The condor_userprio command can show the current quotas in effect, and the current usage by group. For example:

$ condor_userprio -quotas
Last Priority Update: 11/12 15:18
Group                    Effective  Config     Use    Subtree  Requested
Name                       Quota     Quota   Surplus   Quota   Resources
------------------------ --------- --------- ------- --------- ----------
group_physics.hep            15.00     15.00 no          15.00         60
group_physics.lep             5.00      5.00 no           5.00         60
------------------------ --------- --------- ------- --------- ----------
Number of users: 2                                 ByQuota

This shows that there are two groups, each with 60 jobs in the queue. group_physics.hep has a quota of 15 machines, and group_physics.lep has 5 machines. Other options to condor_userprio, such as -most will also show the number of resources in use.

Setting Accounting Group automatically per user

By default, any user can put the jobs into any accounting group by setting parameters in the submit file. This can be useful if a person is a member of multiple groups. However, many sites want to force all jobs submitted by a given user into one accounting group, and forbid the user to submit to any other group. An HTCondor metaknob makes this easy. By adding to the access point’s configuration, the setting

USE Feature: AssignAccountingGroup(file_name_of_map)

The admin can create a file that maps the users into their required accounting groups, and makes the attributes immutable, so they can’t be changed. The format of this map file is like other classad map files: Lines of three columns. The first should be an asterisk *. The second column is the name of the user, and the final is the accounting group that user should always submit to. For example,

* Alice     group_physics
* Bob       group_atlas
* Carol group_physics
* /^student_.*/     group_students

The second field can be a regular expression, if enclosed in //. Note that this is on the submit side, and the administrator will still need to create these group names and give them a quota on the central manager machine. This file is re-read on a condor_reconfig. The third field can also be a comma-separated list. If so, it represents the set of valid accounting groups a user can opt into. If the user does not set an accounting group in the submit file the first entry in the list will be used.
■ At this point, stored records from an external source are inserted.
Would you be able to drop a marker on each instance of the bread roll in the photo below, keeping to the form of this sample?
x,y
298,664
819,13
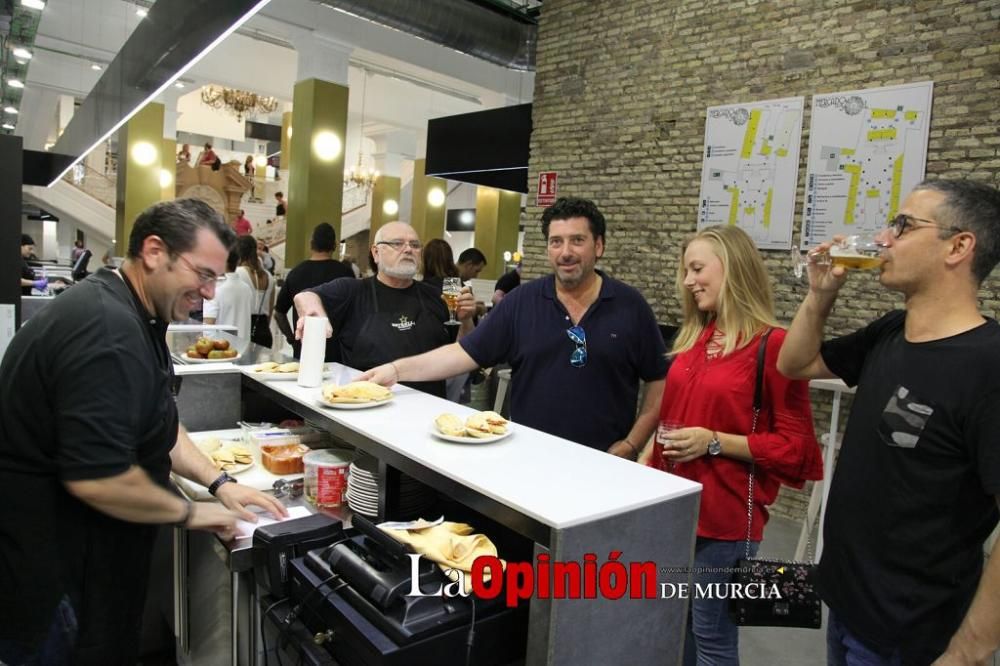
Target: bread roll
x,y
449,424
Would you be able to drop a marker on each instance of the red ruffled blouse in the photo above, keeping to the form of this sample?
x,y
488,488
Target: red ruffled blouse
x,y
718,394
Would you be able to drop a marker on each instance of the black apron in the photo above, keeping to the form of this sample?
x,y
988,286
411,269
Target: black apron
x,y
386,336
108,588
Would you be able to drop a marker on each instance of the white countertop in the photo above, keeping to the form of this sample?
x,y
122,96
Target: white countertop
x,y
552,480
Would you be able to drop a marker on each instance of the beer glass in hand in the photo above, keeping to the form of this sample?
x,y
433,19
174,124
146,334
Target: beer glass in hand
x,y
861,251
451,289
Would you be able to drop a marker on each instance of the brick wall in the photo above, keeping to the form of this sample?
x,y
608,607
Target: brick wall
x,y
619,111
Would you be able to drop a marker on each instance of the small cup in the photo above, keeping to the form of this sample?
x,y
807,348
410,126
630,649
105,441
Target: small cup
x,y
661,440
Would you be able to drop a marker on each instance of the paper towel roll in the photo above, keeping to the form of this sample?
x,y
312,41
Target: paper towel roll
x,y
313,354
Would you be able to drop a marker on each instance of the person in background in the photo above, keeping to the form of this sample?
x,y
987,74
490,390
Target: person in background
x,y
242,224
318,269
89,435
576,337
380,318
208,156
508,282
917,486
249,170
253,274
437,263
233,302
471,263
264,254
78,249
28,278
728,305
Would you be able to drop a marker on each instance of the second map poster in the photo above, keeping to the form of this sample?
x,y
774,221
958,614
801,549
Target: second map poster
x,y
867,149
751,167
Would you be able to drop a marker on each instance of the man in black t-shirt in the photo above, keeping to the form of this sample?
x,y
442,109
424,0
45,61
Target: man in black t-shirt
x,y
318,269
917,486
387,316
89,435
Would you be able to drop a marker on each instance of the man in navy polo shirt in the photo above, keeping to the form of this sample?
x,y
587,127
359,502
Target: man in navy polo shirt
x,y
574,339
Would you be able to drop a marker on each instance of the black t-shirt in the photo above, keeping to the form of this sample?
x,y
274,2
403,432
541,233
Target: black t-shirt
x,y
349,304
508,281
26,274
83,385
309,274
913,496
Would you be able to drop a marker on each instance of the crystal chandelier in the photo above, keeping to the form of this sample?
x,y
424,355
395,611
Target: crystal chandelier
x,y
358,176
238,102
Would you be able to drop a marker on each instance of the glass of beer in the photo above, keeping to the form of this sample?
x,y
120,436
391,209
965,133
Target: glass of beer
x,y
859,251
661,441
451,289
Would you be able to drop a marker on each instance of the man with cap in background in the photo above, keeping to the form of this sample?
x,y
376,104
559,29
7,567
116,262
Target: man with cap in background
x,y
27,273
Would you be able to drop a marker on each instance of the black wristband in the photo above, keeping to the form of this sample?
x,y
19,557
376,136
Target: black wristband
x,y
188,510
223,478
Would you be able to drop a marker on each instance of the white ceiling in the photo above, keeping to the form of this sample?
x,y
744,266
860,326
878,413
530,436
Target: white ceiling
x,y
410,80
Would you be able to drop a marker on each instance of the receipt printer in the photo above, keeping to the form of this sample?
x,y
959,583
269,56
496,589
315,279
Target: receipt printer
x,y
274,547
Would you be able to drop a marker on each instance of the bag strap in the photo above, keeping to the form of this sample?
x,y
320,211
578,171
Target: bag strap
x,y
758,401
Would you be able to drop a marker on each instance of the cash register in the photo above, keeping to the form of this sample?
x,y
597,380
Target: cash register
x,y
353,597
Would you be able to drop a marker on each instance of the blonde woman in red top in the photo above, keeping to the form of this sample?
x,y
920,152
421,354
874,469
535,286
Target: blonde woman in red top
x,y
728,305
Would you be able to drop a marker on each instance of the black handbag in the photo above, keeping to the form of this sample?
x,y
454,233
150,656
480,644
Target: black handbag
x,y
773,593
Running Multiple Negotiators in One Pool

Usually, a single HTCondor pool will have a single condor_collector instance running and a single condor_negotiator instance running. However, there are special situation where you may want to run more than one condor_negotiator against a condor_collector, and still consider it one pool.
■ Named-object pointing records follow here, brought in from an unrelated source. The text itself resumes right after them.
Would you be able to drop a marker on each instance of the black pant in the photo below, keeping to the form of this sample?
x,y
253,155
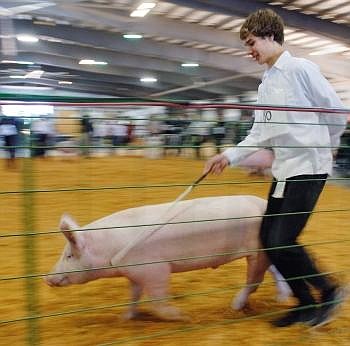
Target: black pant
x,y
283,230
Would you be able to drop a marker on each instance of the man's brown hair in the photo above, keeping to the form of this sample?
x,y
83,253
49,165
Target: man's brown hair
x,y
263,23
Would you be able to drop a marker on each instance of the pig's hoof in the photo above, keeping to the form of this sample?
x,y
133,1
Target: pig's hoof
x,y
172,315
130,315
238,303
284,292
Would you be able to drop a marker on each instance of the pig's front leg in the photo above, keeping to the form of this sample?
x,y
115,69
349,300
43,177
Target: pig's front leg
x,y
283,289
136,292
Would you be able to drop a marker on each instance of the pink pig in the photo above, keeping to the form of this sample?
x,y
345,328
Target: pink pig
x,y
194,231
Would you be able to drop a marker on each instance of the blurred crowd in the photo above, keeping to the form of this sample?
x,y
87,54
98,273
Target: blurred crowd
x,y
184,134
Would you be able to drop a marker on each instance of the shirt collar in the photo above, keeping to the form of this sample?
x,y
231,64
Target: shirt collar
x,y
280,63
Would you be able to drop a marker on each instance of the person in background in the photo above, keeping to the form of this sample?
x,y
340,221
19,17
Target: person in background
x,y
302,162
42,133
86,135
9,132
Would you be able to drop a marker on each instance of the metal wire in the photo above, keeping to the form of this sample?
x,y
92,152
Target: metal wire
x,y
189,258
144,301
174,222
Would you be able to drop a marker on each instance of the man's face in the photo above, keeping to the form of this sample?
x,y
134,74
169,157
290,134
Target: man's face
x,y
259,48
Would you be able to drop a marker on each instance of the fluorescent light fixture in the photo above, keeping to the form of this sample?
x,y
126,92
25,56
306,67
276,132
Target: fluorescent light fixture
x,y
17,62
146,6
142,9
86,62
336,48
24,88
132,36
148,80
91,62
34,74
139,13
189,64
27,38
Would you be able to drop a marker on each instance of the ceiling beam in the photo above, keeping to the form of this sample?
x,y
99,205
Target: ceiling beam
x,y
296,19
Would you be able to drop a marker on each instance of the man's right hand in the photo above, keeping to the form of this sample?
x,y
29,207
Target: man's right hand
x,y
216,164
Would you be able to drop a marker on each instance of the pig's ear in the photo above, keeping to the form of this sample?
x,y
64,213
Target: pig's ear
x,y
68,224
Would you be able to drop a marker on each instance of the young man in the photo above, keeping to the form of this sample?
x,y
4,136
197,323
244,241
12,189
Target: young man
x,y
303,160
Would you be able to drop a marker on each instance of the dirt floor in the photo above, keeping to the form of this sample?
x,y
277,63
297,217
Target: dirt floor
x,y
209,292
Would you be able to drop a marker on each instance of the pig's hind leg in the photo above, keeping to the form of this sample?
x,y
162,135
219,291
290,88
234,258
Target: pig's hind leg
x,y
136,293
156,286
257,265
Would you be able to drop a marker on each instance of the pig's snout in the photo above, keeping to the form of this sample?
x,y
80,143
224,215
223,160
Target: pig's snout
x,y
55,281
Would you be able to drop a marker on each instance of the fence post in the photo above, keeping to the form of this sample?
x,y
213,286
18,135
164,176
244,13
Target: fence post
x,y
30,264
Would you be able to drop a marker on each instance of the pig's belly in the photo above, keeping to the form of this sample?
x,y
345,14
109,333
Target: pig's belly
x,y
198,250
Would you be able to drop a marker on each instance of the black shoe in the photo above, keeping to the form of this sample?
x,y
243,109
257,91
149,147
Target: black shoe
x,y
329,306
301,314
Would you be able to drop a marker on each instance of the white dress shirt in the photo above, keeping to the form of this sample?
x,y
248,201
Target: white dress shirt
x,y
297,139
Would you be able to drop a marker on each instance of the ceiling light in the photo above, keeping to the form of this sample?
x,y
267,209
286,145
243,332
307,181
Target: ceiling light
x,y
139,13
189,64
86,62
132,36
27,38
17,62
91,62
146,6
142,9
336,48
34,74
148,80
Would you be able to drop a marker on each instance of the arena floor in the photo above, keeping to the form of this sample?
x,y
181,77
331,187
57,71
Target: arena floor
x,y
213,322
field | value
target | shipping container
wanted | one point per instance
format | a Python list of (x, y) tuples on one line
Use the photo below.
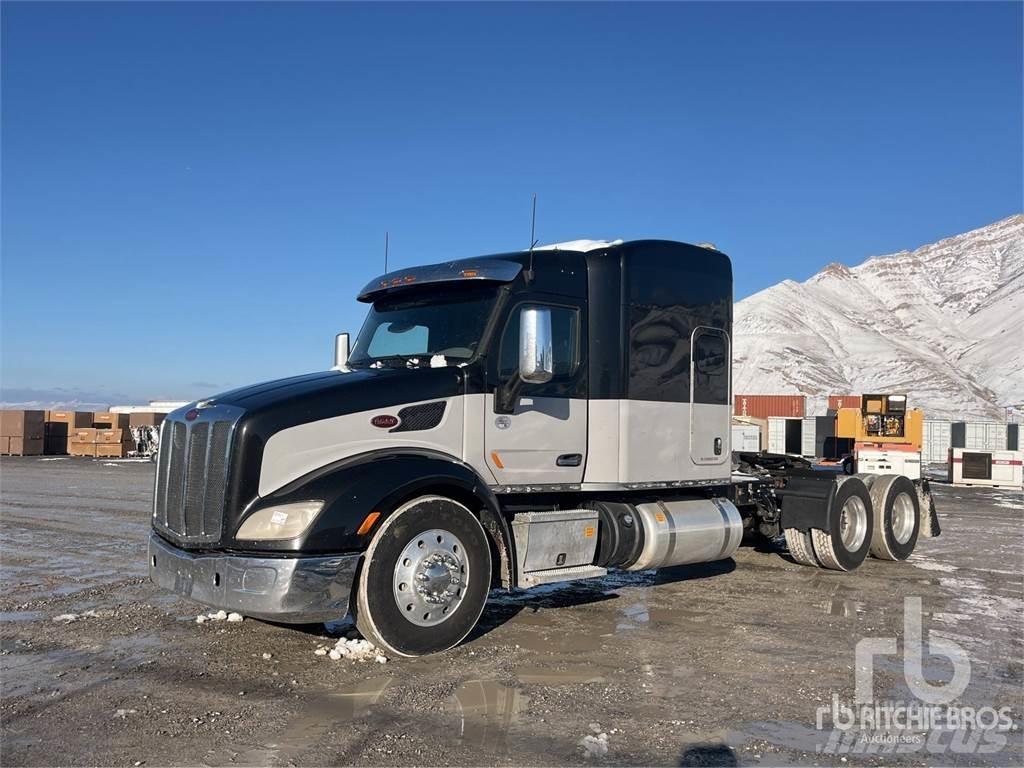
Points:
[(767, 406), (936, 439), (23, 424), (836, 401), (745, 437), (20, 445), (785, 435), (985, 436), (807, 437)]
In such a scenario, each condor_negotiator is responsible for some non-overlapping partition of the slots in the pool. This might be for performance – if you have more than 100,000 slots in the pool, you may need to shard this pool into several smaller sections in order to lower the time each negotiator spends. Because accounting is done at the the negotiator level, you may want to do this to have separate accounting and distinct fair share between different kinds of machines in your pool. For example, let’s say you have some GPU machines and non-GPU machines, and you want usage of the non-GPU machine to not “count” against the fair-share usage of GPU machines. One way to do this would be to have a separate negotiator for the GPU machines vs the non-GPU machines. At Wisconsin, we have a separate, small subset of our pool for quick-starting interactive jobs. By allocating a negotiator to only negotiate for these few machines, we can speed up the time to match these machines to interactive users who submit with condor_submit -i.

Sharding the negotiator is straightforward. Simply add the NEGOTIATOR entry to the DAEMON_LIST on an additional machine. While is is possible to run multiple negotiators on one machine, we may not want to, if we are trying to improve performance. Then, in each negotiator, set NEGOTIATOR_SLOT_CONSTRAINT to only match those slots this negotiator should use.

Running with multiple negotiators also means you need to be careful with the condor_userprio command. As there is no default negotiator, you should always name the specific negotiator you want to condor_userprio to talk to with the -name option.